Let's explore what happens as your database grows through different stages and some things to consider before implementing a scaling strategy. I'll break this discussion up into three (broad) categories of databases: small, medium, and large. These are hand-wavy classes, but by small, I mean something that can fit and function well on a single server and where the data size is in the single digit, 10s, or even 100s of gigabytes. By medium, I mean databases that reach a point where operating on a single server is no longer realistic. These databases have a high query load and may have data sizes in the 100s of gigabytes and even into the terabytes. Last, by large databases, I mean ones requiring 10s of thousands of simultaneous network connections, powering applications with millions of users and many terabytes of data.
At this level, ensuring your database is tuned correctly can be a huge win. There is no need to spend more money on a bigger server and fancy scaling techniques when simple query optimizations, indexes, and performance tuning will suffice. An excellent first step to take is identifying slow queries. After you've identified these, you need to do some root cause analysis and attempt to optimize these to reduce the load on the DB. If you're using PlanetScale, we have a handsome Insights platform that lets you quickly identify and drill in on such queries without digging through big text log files.
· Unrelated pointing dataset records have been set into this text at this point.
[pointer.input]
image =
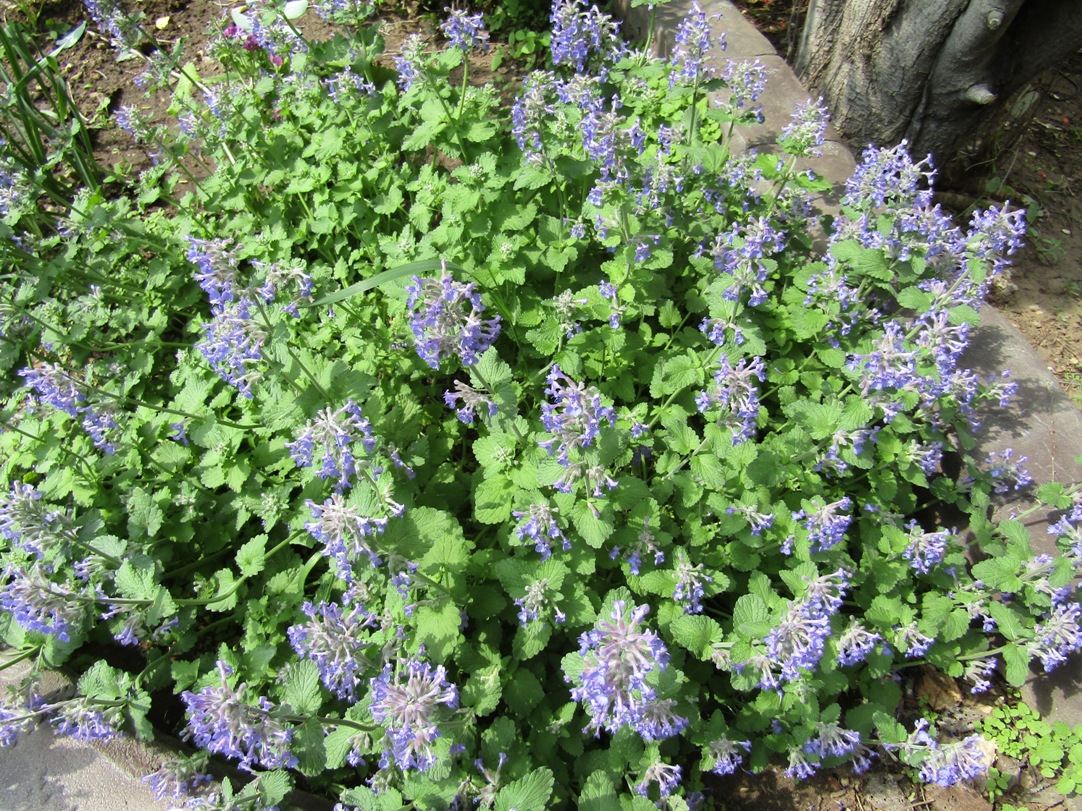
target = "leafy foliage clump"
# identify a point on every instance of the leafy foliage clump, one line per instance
(444, 452)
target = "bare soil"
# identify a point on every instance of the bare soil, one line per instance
(1043, 297)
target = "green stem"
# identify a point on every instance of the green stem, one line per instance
(23, 655)
(465, 84)
(294, 358)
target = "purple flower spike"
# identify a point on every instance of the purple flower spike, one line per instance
(689, 63)
(447, 322)
(407, 705)
(574, 416)
(345, 533)
(465, 31)
(612, 686)
(737, 395)
(222, 721)
(726, 754)
(332, 639)
(335, 433)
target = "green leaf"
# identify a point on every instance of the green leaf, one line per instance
(528, 794)
(1016, 664)
(135, 581)
(144, 515)
(863, 261)
(413, 268)
(1006, 619)
(339, 743)
(751, 617)
(483, 690)
(493, 499)
(1054, 494)
(69, 39)
(523, 692)
(530, 640)
(437, 628)
(495, 450)
(309, 748)
(597, 794)
(675, 374)
(274, 786)
(251, 556)
(294, 9)
(302, 688)
(696, 634)
(224, 595)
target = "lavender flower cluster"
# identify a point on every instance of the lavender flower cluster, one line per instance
(222, 720)
(234, 341)
(60, 389)
(446, 320)
(618, 659)
(407, 704)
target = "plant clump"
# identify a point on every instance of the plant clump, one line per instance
(445, 453)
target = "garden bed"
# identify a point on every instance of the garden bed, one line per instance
(357, 506)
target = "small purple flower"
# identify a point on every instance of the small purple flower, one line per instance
(409, 64)
(797, 641)
(889, 177)
(726, 755)
(87, 722)
(446, 320)
(978, 672)
(944, 765)
(216, 262)
(667, 778)
(826, 526)
(582, 37)
(408, 710)
(800, 767)
(925, 549)
(58, 389)
(472, 401)
(18, 714)
(644, 545)
(757, 521)
(536, 602)
(234, 346)
(528, 114)
(574, 416)
(1057, 636)
(541, 528)
(689, 585)
(222, 721)
(911, 641)
(855, 643)
(464, 31)
(39, 605)
(737, 395)
(804, 134)
(832, 741)
(747, 81)
(344, 532)
(177, 780)
(689, 63)
(30, 526)
(335, 431)
(332, 638)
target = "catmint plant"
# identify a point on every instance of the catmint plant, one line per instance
(652, 502)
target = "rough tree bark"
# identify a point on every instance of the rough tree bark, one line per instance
(937, 72)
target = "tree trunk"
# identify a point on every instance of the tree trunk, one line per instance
(941, 75)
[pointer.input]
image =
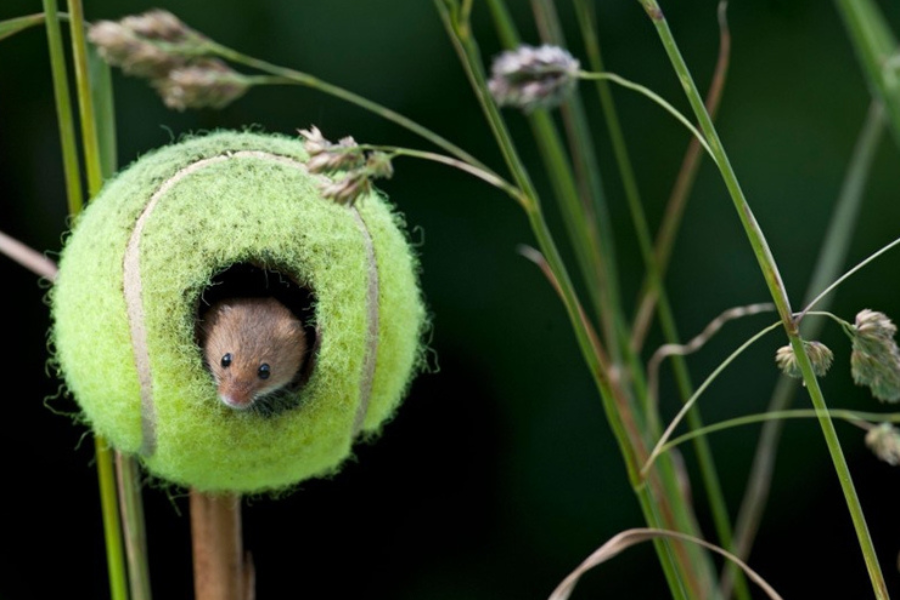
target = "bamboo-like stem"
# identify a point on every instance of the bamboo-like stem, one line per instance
(776, 287)
(219, 570)
(671, 222)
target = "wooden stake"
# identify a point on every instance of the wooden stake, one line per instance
(220, 571)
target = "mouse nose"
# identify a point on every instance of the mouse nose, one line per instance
(237, 401)
(235, 394)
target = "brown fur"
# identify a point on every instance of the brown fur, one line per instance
(254, 331)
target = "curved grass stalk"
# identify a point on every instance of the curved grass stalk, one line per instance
(846, 275)
(769, 268)
(831, 258)
(698, 341)
(615, 406)
(657, 450)
(626, 539)
(851, 416)
(626, 83)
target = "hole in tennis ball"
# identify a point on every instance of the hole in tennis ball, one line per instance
(251, 283)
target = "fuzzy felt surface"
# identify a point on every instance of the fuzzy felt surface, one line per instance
(246, 207)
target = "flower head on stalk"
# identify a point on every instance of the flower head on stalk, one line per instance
(201, 84)
(820, 356)
(352, 168)
(884, 441)
(530, 78)
(147, 45)
(875, 360)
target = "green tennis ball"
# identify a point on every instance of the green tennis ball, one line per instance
(149, 251)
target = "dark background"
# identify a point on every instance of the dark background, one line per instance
(499, 473)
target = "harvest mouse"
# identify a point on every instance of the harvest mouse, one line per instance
(253, 347)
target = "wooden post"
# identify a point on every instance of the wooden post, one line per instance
(220, 571)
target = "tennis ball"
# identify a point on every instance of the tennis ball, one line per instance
(178, 227)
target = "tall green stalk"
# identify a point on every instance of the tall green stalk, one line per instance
(118, 576)
(832, 257)
(71, 167)
(706, 462)
(776, 287)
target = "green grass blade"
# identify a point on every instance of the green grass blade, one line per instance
(10, 27)
(876, 48)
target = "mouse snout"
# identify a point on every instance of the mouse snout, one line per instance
(236, 394)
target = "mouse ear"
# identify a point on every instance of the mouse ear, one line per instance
(131, 279)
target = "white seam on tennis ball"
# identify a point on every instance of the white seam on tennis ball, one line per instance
(368, 371)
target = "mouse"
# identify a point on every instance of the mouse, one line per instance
(253, 347)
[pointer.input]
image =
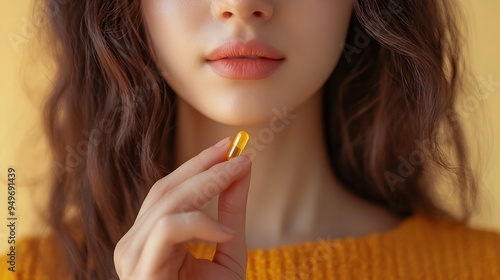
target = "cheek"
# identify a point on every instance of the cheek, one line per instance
(321, 32)
(167, 22)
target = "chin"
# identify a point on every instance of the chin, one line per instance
(242, 117)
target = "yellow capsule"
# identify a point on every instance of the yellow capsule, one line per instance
(238, 145)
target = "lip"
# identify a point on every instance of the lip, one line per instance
(251, 60)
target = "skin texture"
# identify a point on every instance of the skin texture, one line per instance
(309, 43)
(293, 195)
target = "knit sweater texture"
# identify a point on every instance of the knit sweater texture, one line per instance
(420, 247)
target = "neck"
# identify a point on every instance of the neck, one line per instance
(293, 195)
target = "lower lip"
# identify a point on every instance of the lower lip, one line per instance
(245, 68)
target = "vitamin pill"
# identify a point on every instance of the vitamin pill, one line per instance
(238, 145)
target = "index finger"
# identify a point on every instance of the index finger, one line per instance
(201, 162)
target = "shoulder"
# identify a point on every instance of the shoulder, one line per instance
(33, 258)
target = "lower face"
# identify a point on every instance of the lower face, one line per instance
(306, 36)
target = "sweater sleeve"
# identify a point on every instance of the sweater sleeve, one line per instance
(32, 259)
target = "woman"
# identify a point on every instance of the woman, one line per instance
(350, 111)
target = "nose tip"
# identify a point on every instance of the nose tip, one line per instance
(242, 9)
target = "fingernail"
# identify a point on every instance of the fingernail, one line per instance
(226, 229)
(239, 159)
(222, 142)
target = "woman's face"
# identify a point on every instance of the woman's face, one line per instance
(236, 60)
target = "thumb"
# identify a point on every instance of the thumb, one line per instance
(232, 214)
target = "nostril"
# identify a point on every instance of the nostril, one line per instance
(258, 14)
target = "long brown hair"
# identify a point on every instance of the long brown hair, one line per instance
(110, 117)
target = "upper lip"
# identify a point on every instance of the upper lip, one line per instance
(241, 49)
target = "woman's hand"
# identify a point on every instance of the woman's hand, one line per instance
(154, 247)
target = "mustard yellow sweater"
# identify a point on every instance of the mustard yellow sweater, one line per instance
(419, 248)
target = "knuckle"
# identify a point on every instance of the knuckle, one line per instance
(166, 227)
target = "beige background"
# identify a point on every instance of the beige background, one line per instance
(22, 144)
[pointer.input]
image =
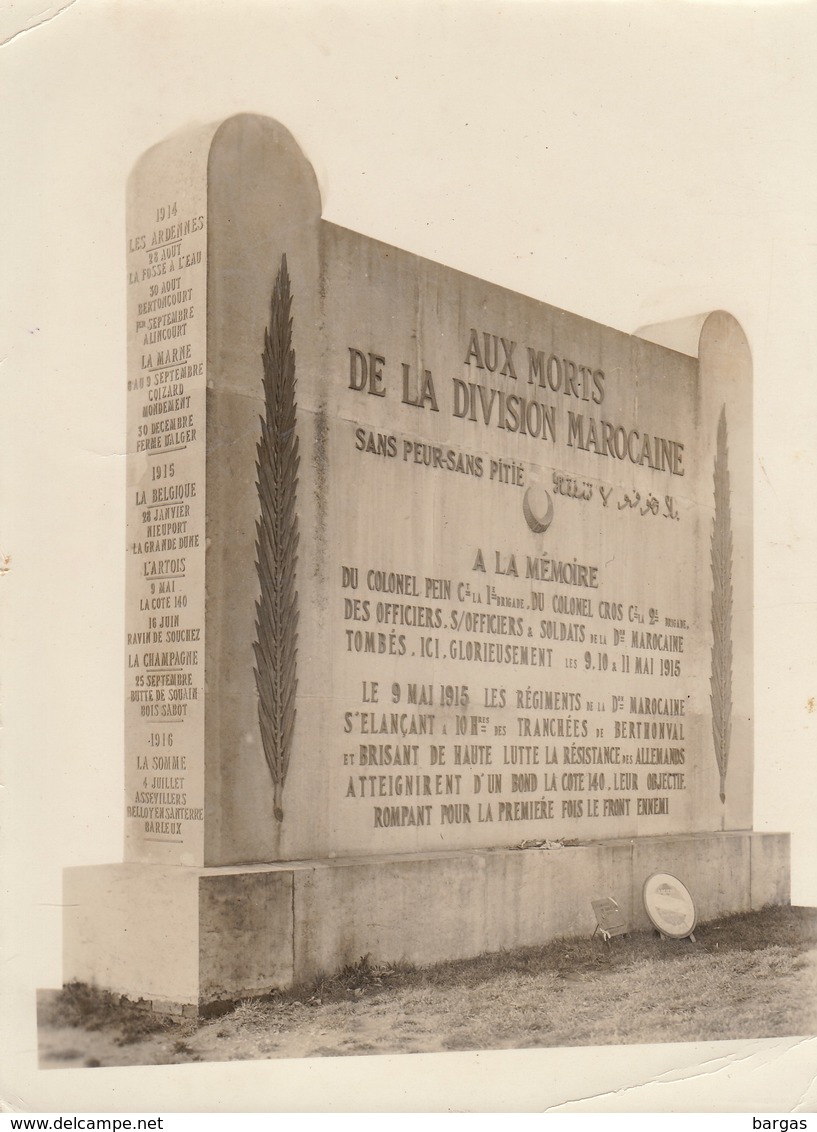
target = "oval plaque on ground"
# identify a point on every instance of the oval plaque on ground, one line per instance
(669, 906)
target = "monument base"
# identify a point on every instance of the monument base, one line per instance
(186, 940)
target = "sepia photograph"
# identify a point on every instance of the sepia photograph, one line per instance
(409, 684)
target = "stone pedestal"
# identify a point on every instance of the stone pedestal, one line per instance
(188, 940)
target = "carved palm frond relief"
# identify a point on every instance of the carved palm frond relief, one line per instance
(276, 546)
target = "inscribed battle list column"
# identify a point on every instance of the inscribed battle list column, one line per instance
(165, 507)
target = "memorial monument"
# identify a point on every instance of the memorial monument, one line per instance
(421, 574)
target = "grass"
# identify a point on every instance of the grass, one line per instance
(746, 976)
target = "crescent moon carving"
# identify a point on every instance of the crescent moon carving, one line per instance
(535, 502)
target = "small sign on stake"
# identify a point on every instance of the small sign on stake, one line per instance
(609, 919)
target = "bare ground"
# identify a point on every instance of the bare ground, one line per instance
(746, 976)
If you've identified problematic queries, you should invest some time into tuning these queries and the database environment to improve performance.
After trying out optimizations like this, you can also take the steps to scale vertically as demand grows. This involves upgrading to higher-end servers when you reach the capacities of current provisioning.
In the medium databases stage, there are several things you can do if scalability is a concern.
One option, of course, is to continue to scale vertically. Add more CPUs and RAM, and purchase a bigger hard drive. However, you can only grow in this direction so far, and if you continue to scale on this path, you may eventually reach the maximum server specs with no more room to scale up.
An excellent additional option is to break workloads into read-write and read-only databases. This is where replication comes into play. Replication allows you to synchronize your data across multiple MySQL servers, providing additional resources to process the queries from your application.
Suppose your database has gotten so big that no amount of query optimization or indexing can be further added. In that case, consider diving into the other strategies outlined in this course. This requires horizontal scaling, in other words, splitting your database across multiple machines.
In this video course, I'll cover many of these concepts and, in some cases, show how we can use these techniques to help scale Juniper Studios' newly released game GalaxySurfer!
No matter what stage of the database you are currently at, this course can benefit you. If you're currently only operating with a small database, there is still high value in knowing what options are available to you ahead of time. It can help you make better decisions on what to do with your database as it grows.